Avoid Couple’s Counseling by Getting Hearing Aids


Getting Hearing Aids

About 466 million people have hearing loss, but only 20 percent of people who could benefit from hearing aids wear them. There are many reasons for this, primarily that they don’t acknowledge their hearing issues or that they consider the mere idea of wearing a hearing aid embarrassing. Beyond the obvious benefit of hearing better, those who don’t wear hearing aids often experience the unintended consequence of problems in their personal lives.

Relationships suffer when there is a lack of communication, and when people withdraw from social interaction. Think about these common problems faced by those in relationships when one or both partners does not treat their hearing loss.

Louder Volume

People with hearing loss often have to turn up the volume on the radio or TV to follow what’s going on. The increased volume can be problematic for the people around them who cannot enjoy programs when the TV is blaring. If hearing problems are particularly severe, even those in other rooms might be bothered by the sound coming from the living room.

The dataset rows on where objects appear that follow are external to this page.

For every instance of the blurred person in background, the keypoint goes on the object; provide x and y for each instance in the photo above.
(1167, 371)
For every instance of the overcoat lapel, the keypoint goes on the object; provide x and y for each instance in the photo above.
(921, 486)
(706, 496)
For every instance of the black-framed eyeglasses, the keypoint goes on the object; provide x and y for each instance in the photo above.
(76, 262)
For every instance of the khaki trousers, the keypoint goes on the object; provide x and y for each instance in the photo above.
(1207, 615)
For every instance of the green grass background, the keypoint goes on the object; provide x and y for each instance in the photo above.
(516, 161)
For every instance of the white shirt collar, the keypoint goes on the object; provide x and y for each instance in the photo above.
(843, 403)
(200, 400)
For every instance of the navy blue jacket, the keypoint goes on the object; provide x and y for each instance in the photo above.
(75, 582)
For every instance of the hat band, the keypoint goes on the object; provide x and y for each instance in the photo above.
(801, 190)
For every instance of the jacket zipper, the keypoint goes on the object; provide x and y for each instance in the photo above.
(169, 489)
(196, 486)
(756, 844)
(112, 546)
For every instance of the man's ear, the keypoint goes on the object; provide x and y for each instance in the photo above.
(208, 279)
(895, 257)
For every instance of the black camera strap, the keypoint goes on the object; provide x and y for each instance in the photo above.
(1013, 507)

Having to shout to be heard can also be trying for both you and your loved ones.

Telephone Conversations

If you always have an issue hearing, it’s unlikely that your phone or carrier is the problem. When you have trouble hearing the phone ring or talking to the person on the other line, it’s time to get a hearing test. With a proper hearing diagnosis, you can listen to the people around you better, and there will be less confusion over what you discussed when you answer. You wouldn’t want to miss a romantic dinner or anniversary celebration because you got the details mixed up!

Isolation

People tend to remove themselves from social situations more as their hearing loss gets progressively worse. Isolation has become even more pronounced as chances to socialize are fewer and farther between, and people are struggling to communicate 6 feet apart with masks on.

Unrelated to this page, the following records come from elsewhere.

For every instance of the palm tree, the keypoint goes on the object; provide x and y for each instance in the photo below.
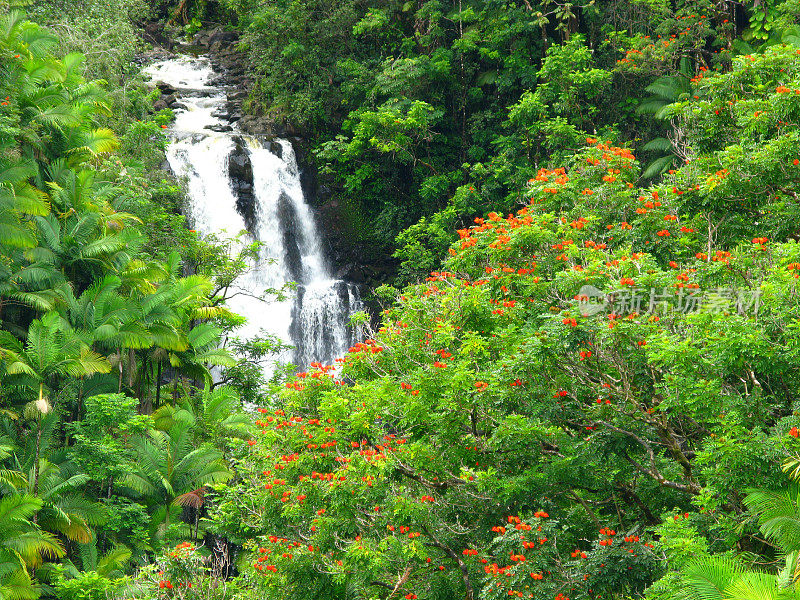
(664, 91)
(169, 471)
(722, 578)
(53, 350)
(22, 545)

If you can’t hear conversations in noisy environments, you stop going into places where other people gather. You may also decline invitations to any get-togethers for fear of having to ask people to repeat themselves while mingling. If your spouse or partner likes to go to these types of events, it can create a strain on your relationship when he or she has to attend unaccompanied. Your partner may choose to stop going, too, leading to their own feelings of social isolation.

Lack of Communication

It’s no secret that excellent communication is key to a good relationship. The problem doesn’t only lie in the person with hearing loss missing or not understanding all of a conversation. In some instances, they stop communicating altogether to avoid problems. Take, for example, you and your spouse watching your favorite TV show or playing cards together. These types of activities are what we find in healthy relationships. When you have to focus primarily on your hearing, and your spouse always has to face you to talk, it can feel disruptive to what you’re doing. So you minimize conversation. Even quiet nights alone in the family room can become too silent when there is no more discussion about children, grandchildren, or upcoming plans.

Frustration and Stress

Ultimately untreated hearing loss can result in frustration, guilt, stress, and other emotional problems for both people in a relationship. In a review of more than 70 studies, researchers found that many of the emotional issues faced by those with untreated hearing loss also affect their loved ones. Your significant other may experience guilt because they aren’t able to help you more, or they may be struggling with their own frustration surrounding your hearing loss. They may become socially isolated themselves because they aren’t willing to let you face your hearing problems on your own. You’re two people who don’t communicate as they used to and who both get increasingly frustrated and, in some cases, depressed. It is difficult for even the best relationships to survive this kind of stress.

If you have difficulty hearing, do yourself (and your relationship) a favor and get a hearing test. If your hearing specialist determines that you need a hearing aid, talk about the various options and find one that makes you feel comfortable. Ask your spouse to go to your appointment with you. That way, he or she feels involved in the process and knows that you want to do whatever you can to keep your hearing and your relationship in tip-top shape. And when you’re done with that, you should celebrate together to celebrate this new chapter in both your lives.